Friday, 13 January 2017

What exactly is "Infinity"...?

The following is the unedited version of an interpretation currently featured in the 20th revised edition of Malleus Maleficus'  The Moonshine Memorandum.

    “What needs to be remembered here,” he said, and I realised the repercussions were far-reaching, “is that those truths we deem to be self-evident are not self-evident at all. The Quantum theory is neither comprehensive nor complete. Quantum mechanics was but a rudimentary innovation in 1926, the atom still visualized as if it were a mechanical device.  In fact, we all recognize the necessity for a basis of observed reality, but no material theorem is ever absolute. Believe me, Malleus, a theory aims not at the truth, but at viability. And the contemporary formulation of the logic of science is peculiar to the cast of its Zeitgeist. Which may be one reason why freedom of speech and the liberation of the mind are equally sanctified as self-evident and inalienable. A triumph for the sans-culottes,” he
said, his  imperious haughty figure silhouetted against the starlit viewport, “but of no evident value to anyone else. What democracy achieved by a bold stroke of dogmatism, the world now acknowledges as an inherent good, which evidently it is not. It is nothing but the identification of the ‘will of the people’ with the supremely self-serving expedient – designed to impede progress, rather than encourage it. You are deluding yourself, Malleus,  if you remove the temptation to scepticism, but mutability is the one inalienable certainty of life.” 
          Undoubtedly, O’Brien believed we shape the world far more than it shapes us.
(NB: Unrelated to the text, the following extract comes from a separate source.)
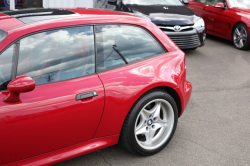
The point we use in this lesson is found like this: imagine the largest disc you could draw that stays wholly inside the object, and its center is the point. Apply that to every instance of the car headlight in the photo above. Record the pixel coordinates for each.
(199, 24)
He also believed that one could prove almost anything from an astute deployment of scientific principles. And it was clear that he meant it. Like a Vedic sage entrusted with some of the most cherished principles of human understanding, he then went on to challenge the most confounding conundrum of all.
          “What exactly is infinity?”
          Traditionally, I knew, infinity was anathema to science; calculations began to go awry and yield nonsensical answers. Nor was this to deny that cosmologists, today, were  exploring the fundamental properties of time and space beyond the periphery of human perception. But I knew that there was a problem with that. For one thing, it was clear even to me, that the so-called ‘boundary conditions’ had to do with information, and for another that the presumption of  a finite radius believed to be some fifteen billion light years, fundamentally determined the criteria which limit the potential complexity of the ‘final frontier’ - the fundamental limit of space-time – to a  point where space-time stops behaving like the smooth continuum. Reason dictates that everything in the universe, including time and gravity, can be described in terms of information. 
But because spatial and temporal infinity has no boundary, and therefore no identity, there can be no up or down in an infinite void,  no measurable dimensions or quantifiable limits. Some considerable plausibility, therefore,  would have to be given to the fact that beyond such an imaginary radius physics was faced with uncertainty, with something inherently indeterminate. And if indeterminacy was an essential, unavoidable property of the 'edge of the world' - the classical notion of a single, unique identity for a system as the sum of its parts - then there was only one conclusion one could draw: the universe was neither finite nor infinite, but an ongoing and ever expanding self-comprehension...

          “Knowledge is relative.” I said carefully and thoughtfully, quoting Einstein. “Imagination encircles the world.”